Others view her refugee stance as a reversal, as perplexing as her decision in 2011 to phase out nuclear power after the Fukushima disaster, having previously backed atomic energy.
“A handful of years ago she declared the death of multi-culturalism. This looks to me to be in contradiction to that, an about-face,” said Rita Chin, a historian and expert on German immigration at the University of Michigan.
A MATTER OF PROSPERITY
If Germany were not in such a strong economic position, Merkel would probably have thought twice about welcoming the refugees so openly. Public opinion might also have been less supportive were Germany experiencing the kind of problems that southern euro zone nations are suffering.
German unemployment is running at 6.4 percent, the lowest since reunification in 1990, and strong economic growth allowed the government to make a record 21 billion euro ($24 billion) budget surplus in the first half of the year.
“Generosity is a matter of prosperity, which France, Italy or Spain don’t have,” said Josef Joffe, publisher-editor of German weekly Die Zeit.
If the refugees can be successfully integrated, German society may also solve its problem of an ageing population and rock-bottom birth rate: a young and energetic population of new citizens could help to keep the economy on track.
Germany’s welcoming approach has boosted its international image. Painstakingly rebuilt since World War Two, this has been tarnished recently by the showdown over Greece, massive anti-Islam rallies in the former communist east at the start of the year and, more recently, violent anti-refugee protests there.
Some experts believe the country’s own experience with refugees after the war, when over 12 million Germans were expelled from what is now eastern Europe, may influence the public mood more profoundly than any guilt tied to the Nazis.
Like the Syrians pouring into Germany now, many of those expellees resettled with next to no possessions, an experience that shapes attitudes now.
“It certainly has something to do with the past – family memories and the like, bombed-out grandparents and stories around the dinner table,” said Fritz Stern, emeritus professor of history at Columbia University.
The post-war refugee experience and a desire to atone for Nazi crimes helped to shape West Germany’s Basic Law, or constitution, written when the country was divided. This guarantees victims of political persecution the right of asylum. But in practice, integrating newcomers has not always been smooth.
In the decades after the war, West Germany encouraged immigration as a way of tackling labor shortages, but described those who came from countries such as Turkey, Italy and Greece as “Gastarbeiter”, or guest workers, as if to reassure the population that they would return home once the work was done.
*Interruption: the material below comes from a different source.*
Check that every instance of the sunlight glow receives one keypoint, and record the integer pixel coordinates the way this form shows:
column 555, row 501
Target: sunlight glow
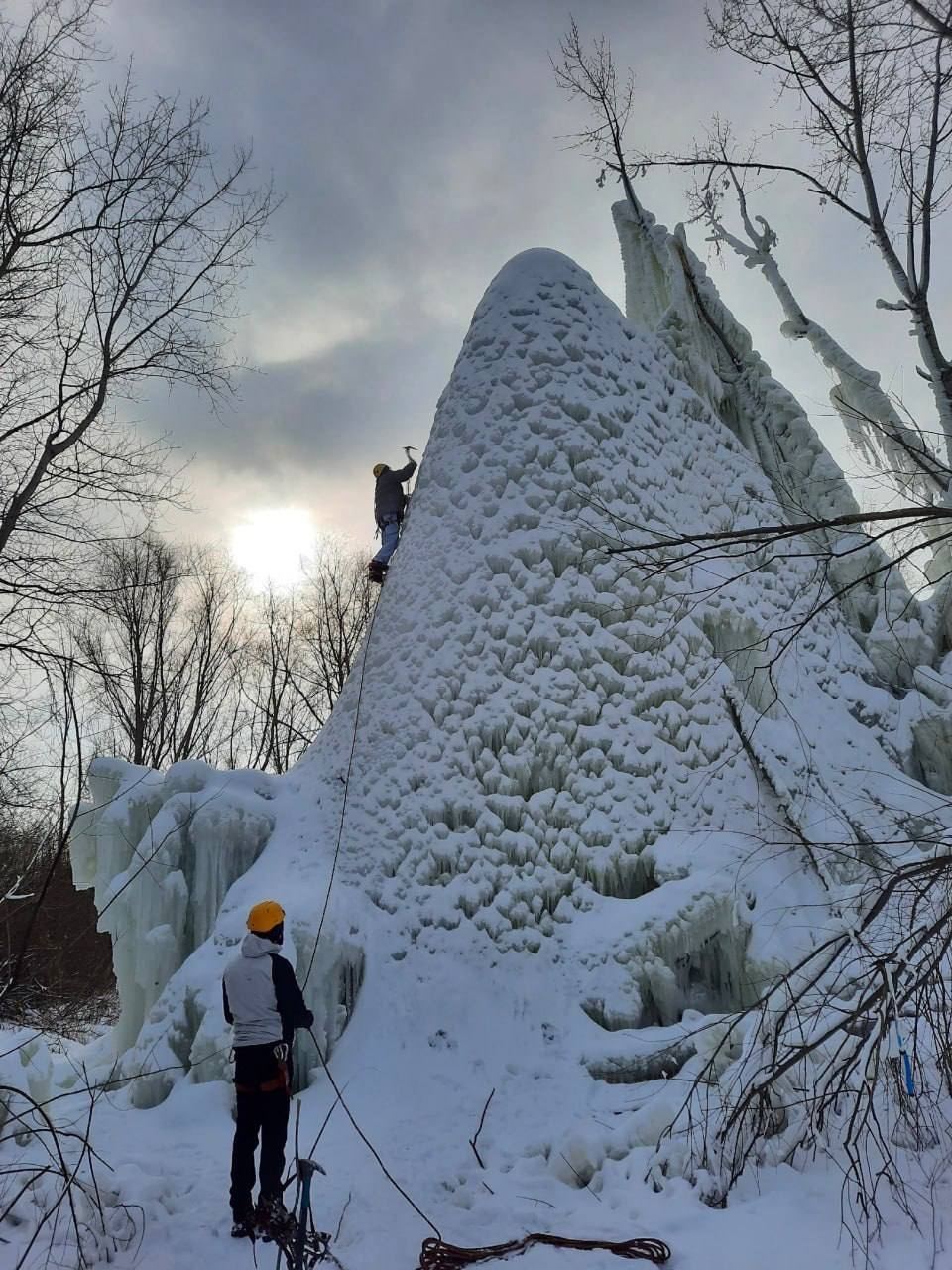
column 272, row 544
The generous asylum laws encountered their first real challenge in the 1990s when hundreds of thousands fled north to escape war as Yugoslavia disintegrated.
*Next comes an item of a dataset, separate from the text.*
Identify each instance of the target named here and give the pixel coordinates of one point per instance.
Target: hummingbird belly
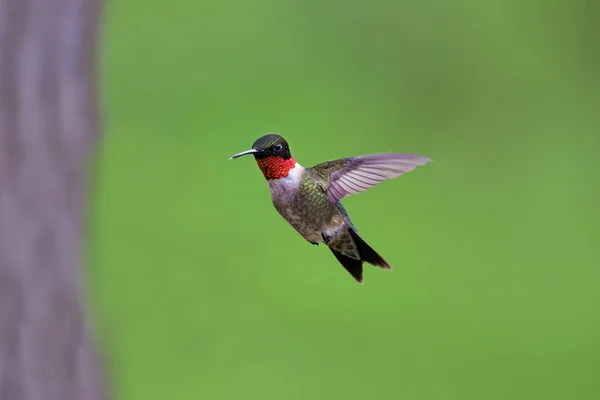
(304, 205)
Back then, the German economy was struggling with the after-effects of reunification. In the east, refugees became targets of the far-right.
In response, German politicians pushed for a tightening of asylum guidelines. This led to the EU writing the “Dublin” rules, which oblige migrants to seek asylum in the first member state they enter. The assumption was that this would shield Germany, a country where citizenship had long been viewed through the prism of bloodline and culture.
TWO-FOLD CHALLENGE
That myth has been shattered over the past weeks. Refugees have refused to stay in often squalid, chaotic conditions in EU states such as Greece or Hungary, determined get to Germany or Sweden where the welcome would be warmer.
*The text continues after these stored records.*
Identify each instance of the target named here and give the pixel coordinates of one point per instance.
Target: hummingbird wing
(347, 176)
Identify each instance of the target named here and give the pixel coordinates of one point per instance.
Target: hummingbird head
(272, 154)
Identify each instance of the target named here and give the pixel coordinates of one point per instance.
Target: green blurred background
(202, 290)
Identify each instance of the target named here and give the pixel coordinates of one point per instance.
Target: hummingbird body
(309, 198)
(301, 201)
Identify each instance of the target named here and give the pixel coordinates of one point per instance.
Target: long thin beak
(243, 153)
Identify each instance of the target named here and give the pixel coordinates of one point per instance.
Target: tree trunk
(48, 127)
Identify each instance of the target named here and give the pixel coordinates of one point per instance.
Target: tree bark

This forced Merkel, as Europe’s most powerful leader, to act before a humanitarian disaster unfolded on the EU’s rim.
“This is a major challenge, but what was the alternative?” said a Merkel aide, declining to be named. “Do you wait until people are dying, until you have horrible scenes on the highways in Hungary before you act? Do you close the border between Austria and Germany? There was no other option.”
Now, Merkel must manage integration domestically, and persuade other EU countries to share the burden despite resistance and resentment, bordering on fury in some capitals, at her stance.
“It’s acting as a huge magnet and affecting everybody else,” historian Brendan Simms said of Germany.
Merkel has urged Germans to show flexibility, patience and openness. There is reason to hope they will as the country’s face changes.
Germany won the 1990 soccer World Cup with an all-white team. The squad that won in 2014 included Jerome Boateng, son of a Ghanaian immigrant, Sami Khedira, whose father is Tunisian, and Mesut Ozil, grandson of a Gastarbeiter.
“I think Germans, once taught to be the ‘master race’, are moving toward the American model – citizenship by an act of will,” said Joffe. “In my lifetime, they have become a lot more accepting of different color, religion and ethnicity.”
Some worry that this openness, built on a generation that grew up after the fall of the Berlin Wall, is fragile.
If the economy dips, if the country struggles to integrate the new arrivals, or if Germans conclude Merkel’s government cannot manage the influx, then the progress could evaporate.
“The truth is that it wouldn’t take much to shift the discourse,” says Chin of the University of Michigan.
On the margins, it may already be shifting.
Hans-Peter Friedrich, a former interior minister and member of the Christian Social Union (CSU), the Bavarian sister party to Merkel’s conservatives, said last week that Germany had already lost control of the refugee tide. One of his colleagues, Markus Soeder, has called for changes to the constitution so that asylum rules to be tightened.
A survey last week by the Emnid polling group for private broadcaster N24 showed two in three Germans believe Berlin is doing a “rather bad” or “very bad” job of handling the crisis.
People close to Merkel say the government’s ability to house the refugees as winter sets in, to get them learning German and contributing to the economy, will be crucial.
“We could look back at this as a historic shift for Germany, but that depends on it succeeding,” the aide said. “We know the mood can turn very fast.”